Another challenge: EyeCLIP currently processes only 2D slices of inherently 3D imaging modalities like OCT and angiography. That may limit its ability to capture structural depth crucial for some diagnoses.¹

To improve this, researchers aim to:

Expand and diversify the dataset globally,
Integrate full 3D imaging for richer insights,
Optimize the model via quantization for clinical speed and efficiency, and
Enhance interpretability tools to foster clinician trust.¹

If EyeCLIP findings hold up across larger and more diverse datasets, it could mark a shift in ophthalmic AI, from narrow, task-specific tools to more comprehensive systems capable of interpreting a wide range of imaging and clinical data.

As more research unfolds, this foundational model may help earlier disease detection, streamline clinical workflows and support more equitable diagnostics across populations and specialties.

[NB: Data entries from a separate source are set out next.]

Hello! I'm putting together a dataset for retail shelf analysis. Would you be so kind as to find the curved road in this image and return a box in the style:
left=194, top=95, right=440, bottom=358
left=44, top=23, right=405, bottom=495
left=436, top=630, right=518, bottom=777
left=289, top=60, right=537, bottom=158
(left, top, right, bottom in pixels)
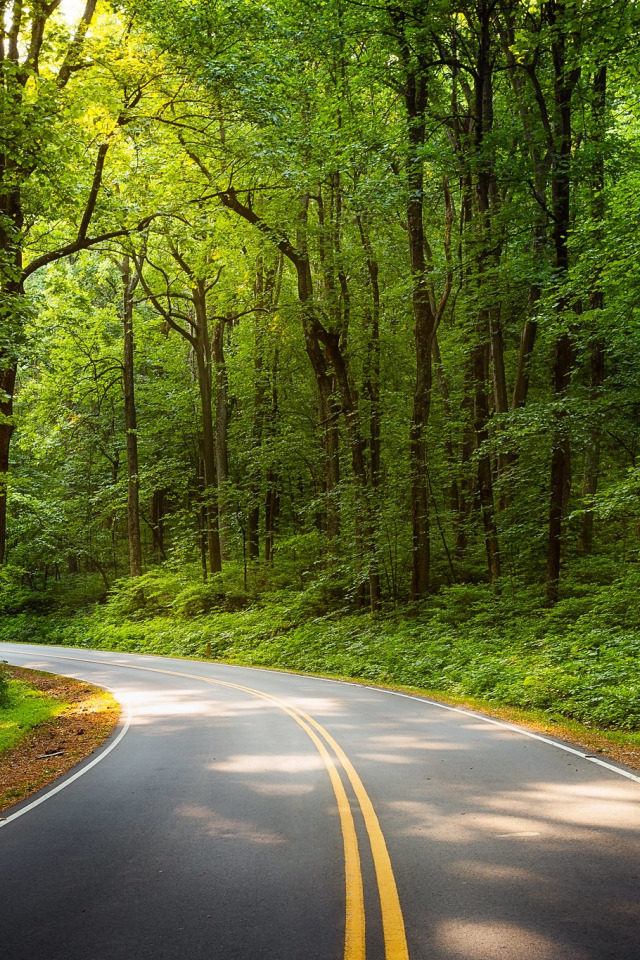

Editor’s Note: This content is intended exclusively for healthcare professionals. It is not intended for the general public. Products or therapies discussed may not be registered or approved in all jurisdictions, including Singapore.

References

Shi D, Zhang W, Yang J, et al. A multimodal visual–language foundation model for computational ophthalmology. NPJ Digit Med. 2025;8:381.
Zhou Y, Chia MA, Wagner SK, et al. A foundation model for generalizable disease detection from retinal images. Nature. 2023;622(7981):156-163,
Silva-Rodriguez J, Chakor H, Kobbi R, et al. A Foundation Language-Image Model of the Retina (FLAIR): Encoding expert knowledge in text supervision. Med Image Anal. 2025;99:103357.
Radford A, Kim JW, Hallacy C, et al. Proceedings of the 38th International Conference on Machine Learning, PMLR. 2021;139:8748-8763.
Zhang S, Xu Y, Usuyama N, et al. A Multimodal Biomedical Foundation Model Trained from Fifteen Million Image–Text Pairs. NEJM AI. 2025;2(1).